In a previous post, I argued that people should not use pie charts. In this post I am going to make a similar case for word clouds. In short, I will argue that word clouds provide ‘foggy’ insights (pun intended).
Specifically, I will discuss a word cloud that got a lot of attention in the UK on what people think about Boris Johnson. The word cloud in question was made by JL Partners and shared on Twitter. Here it is:
Unsurprisingly, the word cloud went viral. Here is a tweet that got more than 30,000 likes. And here is another tweet that got more than 10,000 likes. It even made it to flow TV. People love word clouds.
I was waiting for a long time for the underlying data to become available, as promised by the polling company. However, it never happened. For that reason, I can only point out the limitations and problems with the word cloud without looking at the raw data.

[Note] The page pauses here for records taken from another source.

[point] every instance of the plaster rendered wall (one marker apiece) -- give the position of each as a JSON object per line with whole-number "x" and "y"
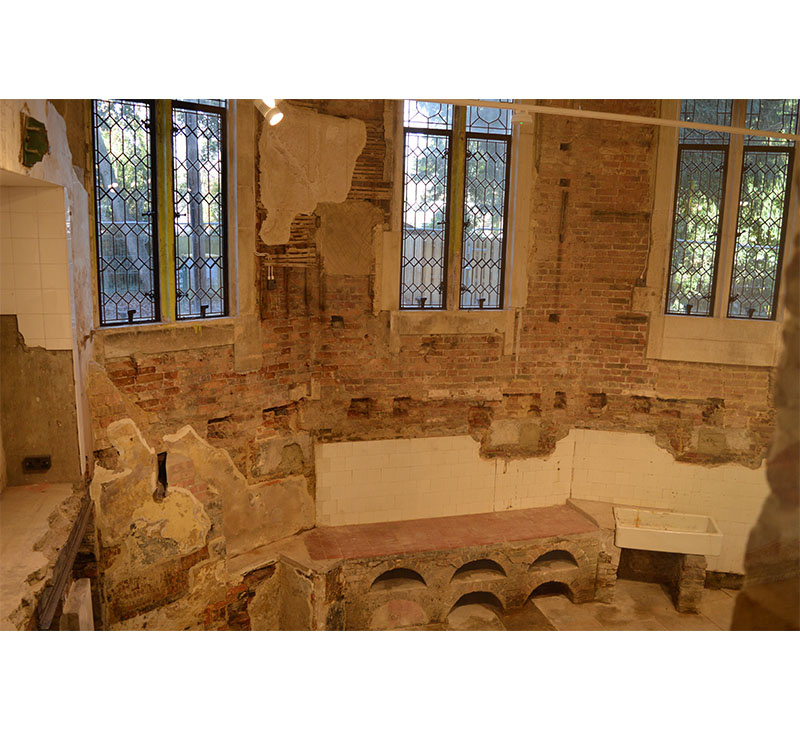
{"x": 325, "y": 369}
{"x": 56, "y": 169}
{"x": 406, "y": 479}
{"x": 33, "y": 262}
{"x": 37, "y": 408}
{"x": 402, "y": 479}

My main issue with the word cloud is that we cannot really say whether most people call Boris Johnson a liar. We know that the word cloud is based upon 2,000 responses and 72% were negative, but how many of these called Boris Johnson a liar? 5%? 15%? 20%? 50%? It is really a word cloud. We need numbers!
Next, it is easy to get the impression that such word clouds simply arise on the blue sky by themselves. Nothing could be further from the truth. In most cases, you need to preprocess the answers before you can create the word cloud. Notice how we see answers such as “hes” and “he’s” in the word cloud. That is not because a respondent only said “he’s”, but paragraphs such as “he’s a liar” and “he’s a leader”. This is not a problem per se, but it makes is paramount that the material is publicly available. Not only the data, but also the script used to create the word cloud.
Notice also how a specific word, liar, is given the colour blue. This is to make it stand out. It is easy to look at the word cloud and believe that most people said liar, but how many people said liar compared to “leader” or “pm”? Are we looking at 80 people that said “liar” and 70 people that said “leader”? We cannot tell based on the word cloud. In general, it is very difficult to make relative comparisons between words in word clouds.
For those reasons, I suggest that you always consider alternatives to word clouds. If you go with a word cloud, make sure that your material is publicly available and that it is easy to compare the results from the word cloud to other types of presentation of the data. Last, if you still feel tempted to do a word cloud, check out this post on better ways to design word clouds.